Plaintiff asserts that his changed conditions of confinement resulting from the loss of eligibility for the Step-Down program gave rise to a liberty interest which necessitated process. He argues that the procedural violations at his October 2015 hearing led to his conviction for conspiring to assault an officer, and this conviction led directly to his removal from the Step-Down program at a subsequent proceeding. Plaintiff's argument thus relies on the assumption that, had he been granted process at the October 2015 hearing, he would not have been convicted, and he would not have been subsequently removed from the Step-Down program resulting in a change of his conditions of confinement. Thus, he asserts his conviction resulted in a change of his conditions of confinement sufficient to deprive him of a liberty interest necessitating different process than he received. This circular claim for damages thus relies on the assertion that the result of the October 2015 hearing was invalid. It thus is precluded by Heck and Balisok.

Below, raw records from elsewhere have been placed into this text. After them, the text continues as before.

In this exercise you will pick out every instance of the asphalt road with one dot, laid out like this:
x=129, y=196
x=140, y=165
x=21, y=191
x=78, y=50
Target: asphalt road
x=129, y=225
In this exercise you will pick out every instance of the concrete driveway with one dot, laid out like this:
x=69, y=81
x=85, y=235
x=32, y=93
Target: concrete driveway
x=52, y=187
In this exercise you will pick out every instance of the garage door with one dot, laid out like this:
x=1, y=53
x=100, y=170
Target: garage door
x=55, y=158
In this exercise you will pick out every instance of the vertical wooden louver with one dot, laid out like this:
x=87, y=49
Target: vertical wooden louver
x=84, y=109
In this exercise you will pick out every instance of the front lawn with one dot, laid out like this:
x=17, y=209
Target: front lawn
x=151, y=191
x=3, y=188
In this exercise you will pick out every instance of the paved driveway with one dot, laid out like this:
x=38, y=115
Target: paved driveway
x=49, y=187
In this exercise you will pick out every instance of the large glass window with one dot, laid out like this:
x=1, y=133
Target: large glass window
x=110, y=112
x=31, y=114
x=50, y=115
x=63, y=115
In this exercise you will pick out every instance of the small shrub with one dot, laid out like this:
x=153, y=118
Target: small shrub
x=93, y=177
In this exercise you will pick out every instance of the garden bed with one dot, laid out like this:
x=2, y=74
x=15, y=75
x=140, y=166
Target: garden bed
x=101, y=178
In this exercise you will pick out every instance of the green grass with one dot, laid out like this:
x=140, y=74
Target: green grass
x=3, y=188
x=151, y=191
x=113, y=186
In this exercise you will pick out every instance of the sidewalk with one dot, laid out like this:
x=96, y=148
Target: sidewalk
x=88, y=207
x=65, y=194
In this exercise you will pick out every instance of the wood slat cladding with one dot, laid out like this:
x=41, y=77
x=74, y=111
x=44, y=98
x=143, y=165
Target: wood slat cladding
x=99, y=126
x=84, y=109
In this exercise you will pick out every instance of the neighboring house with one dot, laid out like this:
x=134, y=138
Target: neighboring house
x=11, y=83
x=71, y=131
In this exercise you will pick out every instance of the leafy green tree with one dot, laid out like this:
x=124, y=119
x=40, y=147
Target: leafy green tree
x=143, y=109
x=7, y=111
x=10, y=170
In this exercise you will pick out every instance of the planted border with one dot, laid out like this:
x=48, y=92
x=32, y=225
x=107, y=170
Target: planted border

Plaintiff concedes he is not challenging the loss of his good time credits in this action, as challenges to the duration of his confinement must be brought pursuant to a habeas corpus proceeding. (Doc. 153 at 9.) --------
Plaintiff asserts that his subsequent, May 2019, hearing on the same charge establishes that his conviction was previously invalidated and thus outside Heck's exclusion. But to establish that a conviction has been previously invalidated, "a § 1983 plaintiff must prove that the conviction or sentence has been reversed on direct appeal, expunged by executive order, declared invalid by a state tribunal authorized to make such determination, or called into question by a federal court's issuance of a writ of habeas corpus." Heck, 512 U.S. at 486-87; see also Banks v. Clark Cty., Nev., 461 F. App'x 585, 587 (9th Cir. 2011). Plaintiff provides no authority, and the Court is unaware of any, suggesting that a subsequent disciplinary hearing that affirms a conviction but alters an inmate's punishment constitutes such an invalidation. Absent a showing that the hearing was authorized to overturn the previous conviction, the favorable termination rule precludes the Plaintiff's claims.
CONCLUSION
As described above, the Heck doctrine precludes Plaintiff's § 1983 actions because a favorable judgment would necessarily invalidate Plaintiff's underlying conviction.
IT IS THEREFORE ORDERED that Defendant's Motion for Summary Judgment (Doc. 148) is GRANTED.
IT IS FURTHER ORDERED that Plaintiff's Cross Motion for Summary Judgment (Doc. 153) is DENIED as moot.
Dated this 9th day of October, 2020.